Late diagnosis and treatment of tuberculosis increases the risk of disease dissemination and decreases the survival of some subgroups of patients.[16][17][18] Thus new advancements in techniques, which facilitate rapid diagnosis, are required to control TB successfully. Using ESAT-6 and CFP-10, two specific antigens encoded in the RD1 locus of the bacterial genome, which distinguish M. tuberculosis from other Mycobacteria, has increased specificity and sensitivity of IFN-γ ELISPOT assay.[14] This study reports the results of the first evaluation of ex vivo INF-γ based assay (TSPOTTB) for the diagnosis of TB in adults by recombinant antigens of native M. tuberculosis C as the standard strain of Iran. The antigens chosen for the present study have been found to be strong targets for human B- and T-cell responses.[19] Overlapping peptides of ESAT-6 and CFP-10 offer increased specificity over the PPD skin test when they were used in ELISPOT assay for the diagnosis of M. tuberculosis.[20][21] Arend et al. have shown that ESAT-6 and CFP-10 in combination with T-cell assays can provide the level of specificity and sensitivity necessary to detect exposure to TB.[22] According to our results from ELISPOT assay, these recombinant proteins could discriminate TB patients from healthy BCGvaccinated individuals with p values <0.001. According to values of sensitivity, specificity, PPV and NPV for all recombinant produced proteins, commercial ESAT-6 and PPD, and considering that 25% of TB patients were negative in their TST result, we suggest that ESAT-6 and ESAT-6/CFP-10 proteins could provide high level of confidence for application in diagnosis of TB. Our results indicated higher sensitivity and specificity of fusion protein and poor sensitivity of PPD in the diagnosis of TB patients which is in agreement with other findings.[6][8][20][22] These recombinant proteins offer a realistic and cost effective alternative to PPD and their availability in pure form will facilitate this application. In conclusion, we cloned, expressed and purified large amounts of recombinant secretory antigens ESAT-6, CFP-10 and ESAT- 6/CFP-10. These proteins were purified easily by affinity chromatography and checked with western blotting and circular dichroism methods.
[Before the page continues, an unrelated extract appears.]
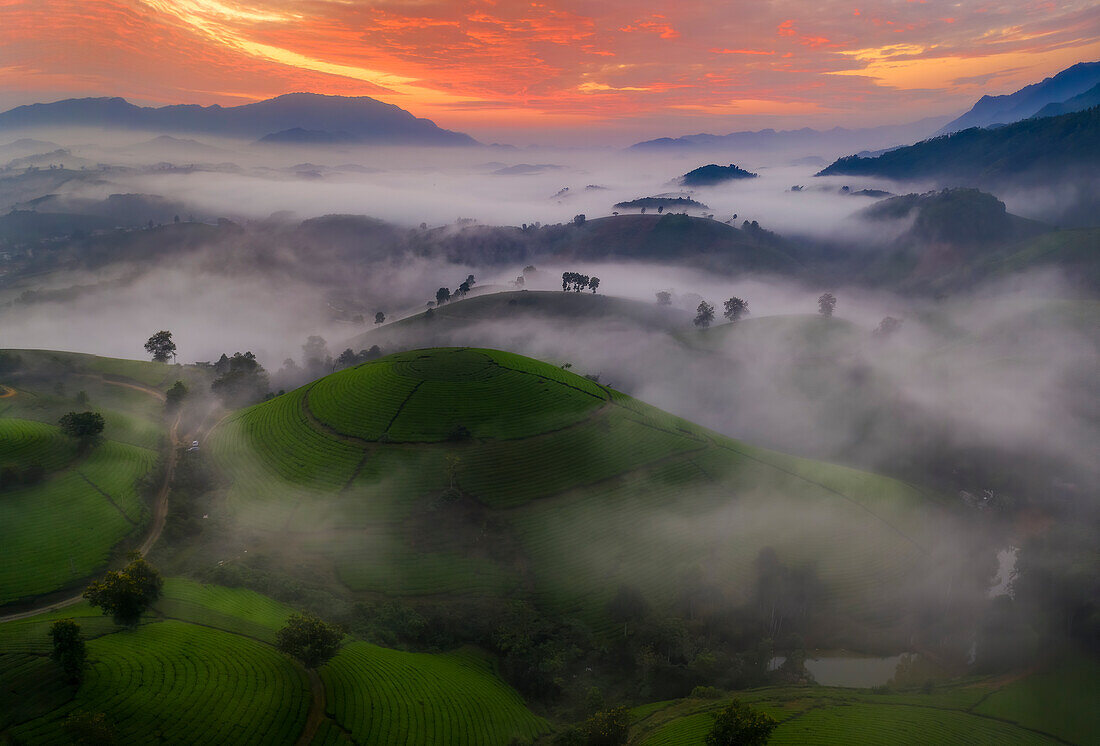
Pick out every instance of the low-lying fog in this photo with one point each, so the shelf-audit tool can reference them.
(977, 366)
Due to higher sensitivity and specificity, recombinant antigens ESAT-6, CFP-10 and ESAT-6/CFP-10 can be better candidates for detection of TB when compared with conventional diagnostic methods such as PPD skin test. Since there was a high similarity in sensitivity of ELISPOT test between commercial ESAT-6 (a worldwide standard means of TB detection) and produced recombinant proteins, these recombinant antigens can be a reliable diagnostic tool for detection of TB.